There are three main approaches, each with tradeoffs:
- Auction Model: Promoting the sale opportunity broadly often leads to competing bids and better price discovery but provides little control over buyer fit, follow-through, or post-close plans for the company. Most auction deals fall apart in diligence.
- Targeted Outreach: Directly contact a select few qualified buyers based on priorities around experience, temperament, leadership styles, and vision for the company's future. More certainty by sacrificing exposure.
- Hybrid Approach: Leverage business-for-sale marketplaces like Rejigg or digital investing platforms to create initial buyer interest, then vet respondents carefully based on values and partnership philosophy to filter options.
In our experience—and the experience of many small business owners—the hybrid approach is the most effective way to navigate this process. It’s why we built Rejigg (which is our version of what a perfect hybrid approach looks like).
We believe you’re better off with a hybrid approach for a two primary reasons:
- You’re more likely to find quality buyers. With the auction model, there’s a good chance that ~90% or more of the buyers aren’t even a remotely good fit for your business. You’re just throwing a dart and seeing what sticks. This means you’re at risk for a buyer you don’t like taking over your business. When you use a marketplace like Rejigg, you’ll get access to a number of pre-vetted buyers—not random people on an auction platform.
- It’s much easier to find and connect with buyers. The targeted model solves some of the problems that the auction model does, but it’s difficult. For one, where do you find buyers? Even if you do find a way to do outreach to buyers you think are a fit, it’s incredibly time-consuming—and you’re likely missing out on thousands of potential buyers who could be an even better fit. This is what Rejigg solves.
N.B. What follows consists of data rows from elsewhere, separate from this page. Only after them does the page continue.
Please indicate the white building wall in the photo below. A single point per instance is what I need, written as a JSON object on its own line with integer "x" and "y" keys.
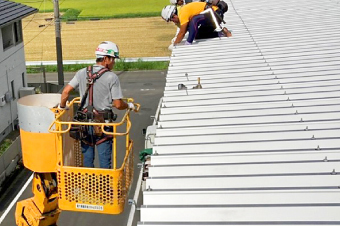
{"x": 12, "y": 67}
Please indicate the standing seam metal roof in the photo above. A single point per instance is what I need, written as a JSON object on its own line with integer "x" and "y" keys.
{"x": 259, "y": 144}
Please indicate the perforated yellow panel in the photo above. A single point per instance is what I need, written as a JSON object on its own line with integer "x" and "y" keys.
{"x": 93, "y": 189}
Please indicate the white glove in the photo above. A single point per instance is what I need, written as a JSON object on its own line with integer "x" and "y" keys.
{"x": 131, "y": 106}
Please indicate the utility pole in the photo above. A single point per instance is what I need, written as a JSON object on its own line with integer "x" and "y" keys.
{"x": 58, "y": 43}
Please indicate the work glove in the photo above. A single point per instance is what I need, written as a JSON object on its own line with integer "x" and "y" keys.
{"x": 131, "y": 106}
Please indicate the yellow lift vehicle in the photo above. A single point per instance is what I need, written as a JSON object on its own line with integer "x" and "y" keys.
{"x": 59, "y": 182}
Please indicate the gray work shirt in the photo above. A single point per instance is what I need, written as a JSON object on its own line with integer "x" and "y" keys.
{"x": 105, "y": 89}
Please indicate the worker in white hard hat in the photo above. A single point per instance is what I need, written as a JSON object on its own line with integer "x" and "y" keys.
{"x": 199, "y": 19}
{"x": 106, "y": 94}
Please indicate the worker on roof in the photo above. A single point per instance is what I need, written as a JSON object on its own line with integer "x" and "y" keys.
{"x": 200, "y": 19}
{"x": 106, "y": 94}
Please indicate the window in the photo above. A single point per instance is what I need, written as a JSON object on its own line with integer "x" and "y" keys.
{"x": 7, "y": 36}
{"x": 17, "y": 32}
{"x": 11, "y": 34}
{"x": 23, "y": 79}
{"x": 13, "y": 90}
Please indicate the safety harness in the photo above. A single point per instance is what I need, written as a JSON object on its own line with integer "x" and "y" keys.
{"x": 90, "y": 114}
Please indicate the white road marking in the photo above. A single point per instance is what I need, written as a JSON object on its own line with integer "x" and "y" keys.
{"x": 16, "y": 199}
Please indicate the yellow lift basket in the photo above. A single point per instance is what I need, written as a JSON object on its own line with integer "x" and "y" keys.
{"x": 93, "y": 190}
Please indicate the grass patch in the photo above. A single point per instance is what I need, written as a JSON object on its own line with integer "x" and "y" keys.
{"x": 88, "y": 9}
{"x": 119, "y": 66}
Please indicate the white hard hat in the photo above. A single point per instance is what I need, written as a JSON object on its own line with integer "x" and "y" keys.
{"x": 107, "y": 48}
{"x": 168, "y": 11}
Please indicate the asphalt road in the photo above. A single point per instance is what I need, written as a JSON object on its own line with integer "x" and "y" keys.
{"x": 146, "y": 87}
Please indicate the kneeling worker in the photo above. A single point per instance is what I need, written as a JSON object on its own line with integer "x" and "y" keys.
{"x": 195, "y": 16}
{"x": 106, "y": 93}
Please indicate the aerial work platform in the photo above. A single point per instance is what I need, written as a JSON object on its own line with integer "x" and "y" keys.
{"x": 259, "y": 143}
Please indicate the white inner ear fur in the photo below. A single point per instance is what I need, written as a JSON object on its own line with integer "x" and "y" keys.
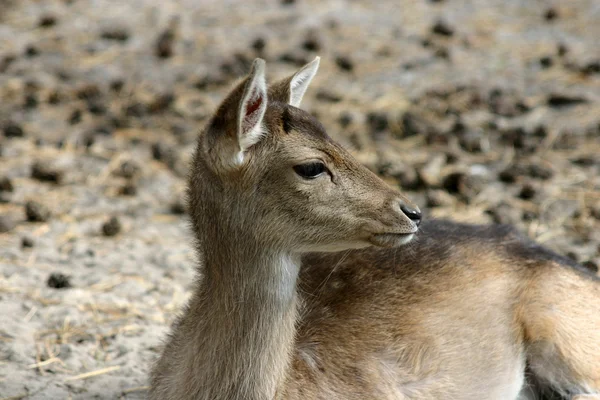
{"x": 252, "y": 110}
{"x": 301, "y": 80}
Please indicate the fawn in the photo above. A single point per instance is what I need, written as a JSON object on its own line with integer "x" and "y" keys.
{"x": 316, "y": 285}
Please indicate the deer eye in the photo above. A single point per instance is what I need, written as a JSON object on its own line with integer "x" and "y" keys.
{"x": 310, "y": 170}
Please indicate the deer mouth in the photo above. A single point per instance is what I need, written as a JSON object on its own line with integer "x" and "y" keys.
{"x": 391, "y": 239}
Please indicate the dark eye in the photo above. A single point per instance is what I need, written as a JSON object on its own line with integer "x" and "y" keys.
{"x": 310, "y": 170}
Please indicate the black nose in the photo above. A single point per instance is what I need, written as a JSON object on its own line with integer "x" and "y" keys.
{"x": 413, "y": 213}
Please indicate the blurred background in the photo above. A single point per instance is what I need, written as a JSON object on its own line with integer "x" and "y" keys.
{"x": 480, "y": 111}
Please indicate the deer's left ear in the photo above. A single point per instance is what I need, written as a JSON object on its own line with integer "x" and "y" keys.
{"x": 291, "y": 89}
{"x": 252, "y": 107}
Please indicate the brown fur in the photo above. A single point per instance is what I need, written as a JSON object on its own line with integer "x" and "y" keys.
{"x": 461, "y": 312}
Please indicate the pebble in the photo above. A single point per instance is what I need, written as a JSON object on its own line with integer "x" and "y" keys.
{"x": 528, "y": 191}
{"x": 551, "y": 14}
{"x": 44, "y": 172}
{"x": 344, "y": 63}
{"x": 129, "y": 189}
{"x": 116, "y": 33}
{"x": 111, "y": 227}
{"x": 12, "y": 129}
{"x": 7, "y": 223}
{"x": 377, "y": 122}
{"x": 57, "y": 280}
{"x": 127, "y": 169}
{"x": 430, "y": 173}
{"x": 312, "y": 42}
{"x": 259, "y": 44}
{"x": 439, "y": 198}
{"x": 27, "y": 242}
{"x": 442, "y": 27}
{"x": 6, "y": 185}
{"x": 36, "y": 212}
{"x": 178, "y": 207}
{"x": 591, "y": 265}
{"x": 559, "y": 99}
{"x": 47, "y": 21}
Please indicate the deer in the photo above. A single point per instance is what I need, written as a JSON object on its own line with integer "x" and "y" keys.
{"x": 318, "y": 280}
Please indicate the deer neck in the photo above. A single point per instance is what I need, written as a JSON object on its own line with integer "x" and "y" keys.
{"x": 249, "y": 303}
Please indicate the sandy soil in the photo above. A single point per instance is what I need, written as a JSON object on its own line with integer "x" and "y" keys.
{"x": 481, "y": 111}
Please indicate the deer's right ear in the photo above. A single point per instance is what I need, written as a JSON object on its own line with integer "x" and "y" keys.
{"x": 291, "y": 89}
{"x": 237, "y": 124}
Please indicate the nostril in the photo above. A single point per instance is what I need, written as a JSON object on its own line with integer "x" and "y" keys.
{"x": 413, "y": 213}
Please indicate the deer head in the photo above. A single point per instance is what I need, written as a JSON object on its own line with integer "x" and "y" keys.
{"x": 267, "y": 171}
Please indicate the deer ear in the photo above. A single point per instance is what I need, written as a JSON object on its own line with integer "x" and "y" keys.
{"x": 291, "y": 90}
{"x": 252, "y": 107}
{"x": 237, "y": 123}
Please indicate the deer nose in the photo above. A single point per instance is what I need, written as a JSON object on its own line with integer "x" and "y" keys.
{"x": 413, "y": 213}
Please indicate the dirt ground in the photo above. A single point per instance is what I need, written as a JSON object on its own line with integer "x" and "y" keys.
{"x": 481, "y": 111}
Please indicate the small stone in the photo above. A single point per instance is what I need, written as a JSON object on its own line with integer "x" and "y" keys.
{"x": 510, "y": 174}
{"x": 413, "y": 124}
{"x": 36, "y": 212}
{"x": 565, "y": 99}
{"x": 112, "y": 227}
{"x": 586, "y": 161}
{"x": 117, "y": 85}
{"x": 129, "y": 189}
{"x": 165, "y": 43}
{"x": 430, "y": 173}
{"x": 44, "y": 172}
{"x": 344, "y": 63}
{"x": 345, "y": 119}
{"x": 31, "y": 100}
{"x": 161, "y": 102}
{"x": 96, "y": 107}
{"x": 116, "y": 33}
{"x": 75, "y": 117}
{"x": 468, "y": 186}
{"x": 528, "y": 191}
{"x": 47, "y": 21}
{"x": 474, "y": 141}
{"x": 546, "y": 61}
{"x": 88, "y": 92}
{"x": 443, "y": 28}
{"x": 128, "y": 169}
{"x": 6, "y": 185}
{"x": 591, "y": 265}
{"x": 259, "y": 44}
{"x": 7, "y": 223}
{"x": 164, "y": 152}
{"x": 12, "y": 129}
{"x": 31, "y": 51}
{"x": 27, "y": 242}
{"x": 57, "y": 280}
{"x": 408, "y": 178}
{"x": 562, "y": 49}
{"x": 540, "y": 171}
{"x": 551, "y": 14}
{"x": 377, "y": 122}
{"x": 178, "y": 207}
{"x": 439, "y": 198}
{"x": 136, "y": 110}
{"x": 595, "y": 212}
{"x": 312, "y": 42}
{"x": 592, "y": 67}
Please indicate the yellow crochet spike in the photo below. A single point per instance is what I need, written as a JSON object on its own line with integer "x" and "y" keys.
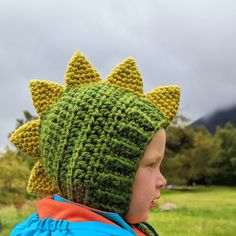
{"x": 80, "y": 71}
{"x": 39, "y": 183}
{"x": 126, "y": 76}
{"x": 44, "y": 94}
{"x": 26, "y": 138}
{"x": 166, "y": 98}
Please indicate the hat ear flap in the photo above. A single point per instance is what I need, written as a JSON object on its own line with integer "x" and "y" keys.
{"x": 26, "y": 138}
{"x": 39, "y": 183}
The different types of buyers
Each buyer type has distinct priorities:
- Financial Buyers seek market-beating financial returns through operational improvement, growth initiatives, and multiple expansion. Subtypes include private equity funds, search funds, wealth management funds, family offices, and corporates.
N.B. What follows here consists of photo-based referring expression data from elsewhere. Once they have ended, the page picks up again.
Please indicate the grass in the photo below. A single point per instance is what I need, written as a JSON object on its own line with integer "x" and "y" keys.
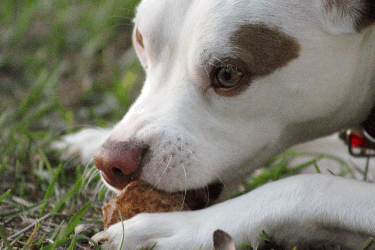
{"x": 64, "y": 64}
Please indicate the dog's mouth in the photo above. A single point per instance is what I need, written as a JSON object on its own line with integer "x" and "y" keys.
{"x": 200, "y": 198}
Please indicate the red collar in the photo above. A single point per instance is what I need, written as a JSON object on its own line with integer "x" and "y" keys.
{"x": 361, "y": 142}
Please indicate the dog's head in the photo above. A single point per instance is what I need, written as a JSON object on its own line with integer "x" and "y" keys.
{"x": 232, "y": 83}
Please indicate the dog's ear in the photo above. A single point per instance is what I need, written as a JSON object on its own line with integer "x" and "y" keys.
{"x": 223, "y": 241}
{"x": 346, "y": 16}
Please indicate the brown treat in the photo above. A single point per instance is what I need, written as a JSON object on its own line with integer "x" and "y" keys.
{"x": 139, "y": 197}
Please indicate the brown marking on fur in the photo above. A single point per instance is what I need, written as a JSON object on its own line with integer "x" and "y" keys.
{"x": 367, "y": 16}
{"x": 263, "y": 49}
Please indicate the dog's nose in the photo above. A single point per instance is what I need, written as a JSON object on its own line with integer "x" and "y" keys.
{"x": 120, "y": 162}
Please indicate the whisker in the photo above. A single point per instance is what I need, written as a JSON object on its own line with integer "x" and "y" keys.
{"x": 185, "y": 189}
{"x": 161, "y": 176}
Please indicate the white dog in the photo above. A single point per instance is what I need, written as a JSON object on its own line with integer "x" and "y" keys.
{"x": 230, "y": 84}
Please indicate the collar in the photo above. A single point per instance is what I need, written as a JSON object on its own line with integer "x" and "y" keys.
{"x": 361, "y": 142}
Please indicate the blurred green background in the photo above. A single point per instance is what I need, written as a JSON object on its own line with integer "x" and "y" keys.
{"x": 64, "y": 65}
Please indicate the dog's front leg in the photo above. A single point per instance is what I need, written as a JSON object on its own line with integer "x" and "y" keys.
{"x": 305, "y": 209}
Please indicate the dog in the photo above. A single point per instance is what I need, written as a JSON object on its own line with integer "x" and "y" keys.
{"x": 230, "y": 84}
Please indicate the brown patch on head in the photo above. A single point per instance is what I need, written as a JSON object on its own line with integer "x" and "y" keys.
{"x": 263, "y": 49}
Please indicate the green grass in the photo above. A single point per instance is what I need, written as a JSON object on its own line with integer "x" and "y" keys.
{"x": 63, "y": 67}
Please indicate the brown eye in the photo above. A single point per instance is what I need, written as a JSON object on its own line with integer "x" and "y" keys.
{"x": 139, "y": 38}
{"x": 228, "y": 77}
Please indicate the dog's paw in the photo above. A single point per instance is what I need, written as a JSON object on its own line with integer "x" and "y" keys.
{"x": 174, "y": 230}
{"x": 83, "y": 144}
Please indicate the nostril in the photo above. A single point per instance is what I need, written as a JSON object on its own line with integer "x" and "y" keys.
{"x": 120, "y": 162}
{"x": 117, "y": 172}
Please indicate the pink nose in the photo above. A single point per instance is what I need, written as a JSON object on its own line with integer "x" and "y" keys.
{"x": 120, "y": 162}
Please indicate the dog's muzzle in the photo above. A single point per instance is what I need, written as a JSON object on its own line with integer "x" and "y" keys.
{"x": 120, "y": 162}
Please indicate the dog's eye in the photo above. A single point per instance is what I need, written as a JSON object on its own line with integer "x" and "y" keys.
{"x": 228, "y": 77}
{"x": 139, "y": 38}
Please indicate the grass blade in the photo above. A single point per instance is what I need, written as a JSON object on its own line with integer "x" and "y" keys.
{"x": 5, "y": 195}
{"x": 76, "y": 218}
{"x": 4, "y": 239}
{"x": 49, "y": 189}
{"x": 74, "y": 190}
{"x": 73, "y": 242}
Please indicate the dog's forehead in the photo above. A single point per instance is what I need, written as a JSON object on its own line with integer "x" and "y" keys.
{"x": 197, "y": 31}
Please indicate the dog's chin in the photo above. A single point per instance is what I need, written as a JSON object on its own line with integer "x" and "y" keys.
{"x": 203, "y": 197}
{"x": 195, "y": 199}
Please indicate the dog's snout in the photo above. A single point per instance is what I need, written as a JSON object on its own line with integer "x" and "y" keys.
{"x": 120, "y": 162}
- Strategic Buyers acquire companies to expand capabilities, outmaneuver competitors, and gain market share. They already participate in your industry as competitors, major suppliers, or key customers in your value chain and ecosystems.
- Owner-Operators buy both the job of managing the company and the equity ownership. Will have expectations around retaining operating control and involvement post-sale depending on background.
How to evaluate buyers
Once you’ve got a few target buyers in mind—through, for example, a platform like Rejigg—you’ll want to vet them carefully.
Ask qualified buyers directly about their:
- Target holding periods for acquisitions
- Post-close changes planned for leadership and governance
- Philosophies on maintaining company culture, treating employees fairly, and community impact
- Past deals completed and those fallen through
If this is a buyer that’s purchased small businesses in the past, see if you can get in touch with the former owners of those businesses. Ask them about their experience with the buyer. And, if you can, get referrals from former business partners or employees of the buyer. If it matters to you, figure out what kind of person they are.
Treat the buyer vetting process somewhat like hiring an employee: you want to be thorough, check references, and don’t feel bad about asking specific, difficult questions. This is your business, after all. You deserve to get the answers you want to any questions about the buyer.